Henrob is the easiest to weld in sheetmetal I have found. I own a mig, a tig, a stick welder and a henrob two weeks old. Mig is the fastest.

I favor the saddle type mounts on big trucks and buses. Kinda like a drag car or sprint car, a motor plate.

Swapping out a six? you'd be surprised to see a V8 is two cylinders shorter. I swapped out a straight 8 in a old buick once, man that engine belonged in a freight train. It did end up on a sawmill. A vortec V6, man that has some power in a small package.

Boogiemanz1
06-24-2006, 08:42 AM
Hi DIY, the first thing you want to do is to establish how much you need, then what that will affect inside and outside the vehicle. Next is to weld in braces in the cowl section in every direction possible to hold what you have from warping out of shape. A simple box shape will suffice, while radiused corners look much better............weld with what you are familiar with. I suggest studying this site a bit more before you begin............john

Chop
06-24-2006, 04:23 PM
One trick that I have used in the past is to use a wheelbarrow pan. The sheet metal contactor type of wheelbarrow. The metal thickness is good, and it has radiused corners and sides. If you only need 4" to move the motor back, cut that much or more from the bottom of the wheelbarrow, then hold it up to the firewall, and mark the outside edges, cut the firewall out, and then weld in the wheelbarrow bottom.

I hope that I have'nt confused you too much with the description, and I do not know how to illustrate it on the computer.
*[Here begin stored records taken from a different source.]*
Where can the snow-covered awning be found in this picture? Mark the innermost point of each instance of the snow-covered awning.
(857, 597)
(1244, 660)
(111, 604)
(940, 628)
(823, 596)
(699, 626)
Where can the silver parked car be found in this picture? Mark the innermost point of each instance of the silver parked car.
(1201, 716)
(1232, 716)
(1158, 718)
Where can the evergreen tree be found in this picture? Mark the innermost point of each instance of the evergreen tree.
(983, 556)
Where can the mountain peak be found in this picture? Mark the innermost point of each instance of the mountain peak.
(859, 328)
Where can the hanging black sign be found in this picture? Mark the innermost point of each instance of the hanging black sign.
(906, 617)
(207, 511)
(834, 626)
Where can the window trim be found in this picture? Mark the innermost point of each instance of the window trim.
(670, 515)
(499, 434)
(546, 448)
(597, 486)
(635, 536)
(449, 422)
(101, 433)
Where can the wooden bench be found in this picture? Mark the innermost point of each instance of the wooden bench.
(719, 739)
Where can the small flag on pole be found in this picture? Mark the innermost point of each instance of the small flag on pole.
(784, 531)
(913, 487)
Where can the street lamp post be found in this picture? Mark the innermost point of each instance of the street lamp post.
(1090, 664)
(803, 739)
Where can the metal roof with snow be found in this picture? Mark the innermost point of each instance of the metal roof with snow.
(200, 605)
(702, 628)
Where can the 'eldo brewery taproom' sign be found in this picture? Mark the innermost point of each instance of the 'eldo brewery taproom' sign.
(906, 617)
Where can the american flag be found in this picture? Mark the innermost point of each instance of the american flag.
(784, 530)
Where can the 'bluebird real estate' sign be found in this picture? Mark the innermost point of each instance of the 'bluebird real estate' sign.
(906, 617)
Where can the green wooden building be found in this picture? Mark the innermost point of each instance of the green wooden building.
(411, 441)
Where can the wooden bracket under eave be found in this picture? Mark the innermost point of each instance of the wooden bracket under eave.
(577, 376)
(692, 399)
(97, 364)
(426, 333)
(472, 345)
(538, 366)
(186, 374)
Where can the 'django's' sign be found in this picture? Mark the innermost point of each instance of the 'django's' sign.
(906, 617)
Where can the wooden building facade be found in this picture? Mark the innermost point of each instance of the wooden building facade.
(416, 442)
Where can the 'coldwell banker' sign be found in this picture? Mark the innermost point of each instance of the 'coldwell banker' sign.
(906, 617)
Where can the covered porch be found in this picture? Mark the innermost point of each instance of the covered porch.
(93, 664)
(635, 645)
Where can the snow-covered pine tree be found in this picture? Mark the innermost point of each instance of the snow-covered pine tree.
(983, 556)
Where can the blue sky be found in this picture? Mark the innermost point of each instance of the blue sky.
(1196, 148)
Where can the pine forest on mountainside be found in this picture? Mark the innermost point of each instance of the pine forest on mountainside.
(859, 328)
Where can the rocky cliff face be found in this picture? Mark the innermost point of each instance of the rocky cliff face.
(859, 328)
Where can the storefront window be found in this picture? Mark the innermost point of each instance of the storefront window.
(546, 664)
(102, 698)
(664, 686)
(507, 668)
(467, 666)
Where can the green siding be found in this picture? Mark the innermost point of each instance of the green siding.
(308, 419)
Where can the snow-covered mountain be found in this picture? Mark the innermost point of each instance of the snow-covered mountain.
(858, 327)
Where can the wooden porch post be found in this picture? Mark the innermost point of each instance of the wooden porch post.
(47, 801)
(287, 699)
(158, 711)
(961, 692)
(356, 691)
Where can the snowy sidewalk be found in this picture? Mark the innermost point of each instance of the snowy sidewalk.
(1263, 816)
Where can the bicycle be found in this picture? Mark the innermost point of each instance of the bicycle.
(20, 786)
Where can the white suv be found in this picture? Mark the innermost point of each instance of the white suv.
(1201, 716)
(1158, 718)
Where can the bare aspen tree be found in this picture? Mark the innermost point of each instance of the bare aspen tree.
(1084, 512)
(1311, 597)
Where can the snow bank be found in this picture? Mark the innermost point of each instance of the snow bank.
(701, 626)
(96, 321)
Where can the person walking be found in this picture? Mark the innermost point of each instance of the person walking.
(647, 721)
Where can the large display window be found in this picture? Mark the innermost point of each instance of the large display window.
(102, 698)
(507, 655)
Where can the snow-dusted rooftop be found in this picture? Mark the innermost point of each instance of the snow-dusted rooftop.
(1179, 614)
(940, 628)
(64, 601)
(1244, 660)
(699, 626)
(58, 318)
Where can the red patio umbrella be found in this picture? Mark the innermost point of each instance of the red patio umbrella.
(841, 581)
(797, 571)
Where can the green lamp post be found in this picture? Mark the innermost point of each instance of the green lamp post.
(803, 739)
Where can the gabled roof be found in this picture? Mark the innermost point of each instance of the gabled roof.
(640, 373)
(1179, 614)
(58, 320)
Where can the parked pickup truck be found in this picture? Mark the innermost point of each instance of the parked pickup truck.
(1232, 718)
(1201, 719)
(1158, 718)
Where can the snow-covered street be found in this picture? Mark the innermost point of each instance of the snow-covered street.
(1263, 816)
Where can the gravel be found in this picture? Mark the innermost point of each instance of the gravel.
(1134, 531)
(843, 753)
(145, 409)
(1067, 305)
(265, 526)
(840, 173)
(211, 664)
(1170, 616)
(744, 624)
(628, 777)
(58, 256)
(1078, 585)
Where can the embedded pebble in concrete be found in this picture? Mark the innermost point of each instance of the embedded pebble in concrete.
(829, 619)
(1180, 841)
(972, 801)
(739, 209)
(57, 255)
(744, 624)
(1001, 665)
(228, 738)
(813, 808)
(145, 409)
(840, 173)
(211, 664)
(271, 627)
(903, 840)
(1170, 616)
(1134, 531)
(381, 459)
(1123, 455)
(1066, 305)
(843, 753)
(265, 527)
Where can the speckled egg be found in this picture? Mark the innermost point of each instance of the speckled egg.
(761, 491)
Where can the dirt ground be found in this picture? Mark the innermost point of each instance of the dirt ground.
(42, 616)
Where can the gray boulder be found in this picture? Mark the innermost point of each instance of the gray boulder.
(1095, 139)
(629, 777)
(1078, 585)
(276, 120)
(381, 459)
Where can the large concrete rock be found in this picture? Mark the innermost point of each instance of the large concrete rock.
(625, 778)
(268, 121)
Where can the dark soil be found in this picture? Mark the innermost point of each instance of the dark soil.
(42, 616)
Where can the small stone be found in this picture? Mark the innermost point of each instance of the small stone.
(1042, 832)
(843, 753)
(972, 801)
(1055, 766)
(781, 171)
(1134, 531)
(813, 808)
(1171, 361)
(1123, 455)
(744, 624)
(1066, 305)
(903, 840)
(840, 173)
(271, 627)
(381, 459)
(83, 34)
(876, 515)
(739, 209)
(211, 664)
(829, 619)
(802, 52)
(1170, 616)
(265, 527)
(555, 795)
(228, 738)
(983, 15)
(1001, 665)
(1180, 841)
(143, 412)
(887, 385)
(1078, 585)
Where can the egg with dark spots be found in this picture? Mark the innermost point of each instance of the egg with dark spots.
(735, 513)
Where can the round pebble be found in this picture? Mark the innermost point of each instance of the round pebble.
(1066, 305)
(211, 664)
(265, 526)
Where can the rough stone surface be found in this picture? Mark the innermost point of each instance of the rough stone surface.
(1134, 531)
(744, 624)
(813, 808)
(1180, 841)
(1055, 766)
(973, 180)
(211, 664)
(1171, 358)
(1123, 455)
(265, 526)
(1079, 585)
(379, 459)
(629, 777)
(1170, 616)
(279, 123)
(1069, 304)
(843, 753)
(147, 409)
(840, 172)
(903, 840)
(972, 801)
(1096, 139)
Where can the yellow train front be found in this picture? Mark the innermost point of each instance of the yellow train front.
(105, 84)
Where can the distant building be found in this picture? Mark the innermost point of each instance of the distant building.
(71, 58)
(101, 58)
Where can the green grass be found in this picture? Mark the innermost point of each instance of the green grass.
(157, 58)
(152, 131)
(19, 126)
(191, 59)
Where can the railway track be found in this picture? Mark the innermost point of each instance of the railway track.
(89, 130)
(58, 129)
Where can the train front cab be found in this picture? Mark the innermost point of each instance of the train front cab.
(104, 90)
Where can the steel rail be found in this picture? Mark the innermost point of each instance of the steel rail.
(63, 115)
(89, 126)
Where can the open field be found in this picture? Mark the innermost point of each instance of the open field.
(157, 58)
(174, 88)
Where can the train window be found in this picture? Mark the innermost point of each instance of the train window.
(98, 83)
Any questions, ask away, and I may be able to help more.
Again, this is only a different way to do it with "found metal shapes" that are available all around us...you just have to think outside of the box.
Chop

Peter Miles
06-24-2006, 06:18 PM
The sheet metal contactor type of wheelbarrow
OK, I do not have a clue what you are describing............

Chop
06-24-2006, 06:28 PM
http://images.lowes.com/product/converted/049206/049206018242md.jpg
A picture is worth a few words?
Chop

Peter Miles
06-24-2006, 09:03 PM
Did you just mean a typical sheet metal wheelbarrow or a special type of wheelbarrow specifically used by sheet metal contractors?

I had assumed the latter based upon the way that I was reading your sentence, but it seems that the former is what was intended.

If so, DUH on my part................

Tony Sanchez
06-24-2006, 09:53 PM
---Chop, there are several vendors that sell pre stamped firewalls. It may be easier to persue that avenue.
---Tony

Chop
06-25-2006, 06:47 AM
I used this trick on an Anglia back in the 70's when such parts weren't available. I have a 36 Ford Coupe that I am currently streetrodding, and I have a firewall from *****in products that will be the next project.

I just wanted to give DIYWELDER an alternative route, and with something maybe already on hand. Shipping to Australia might be too much on the aftermarket parts.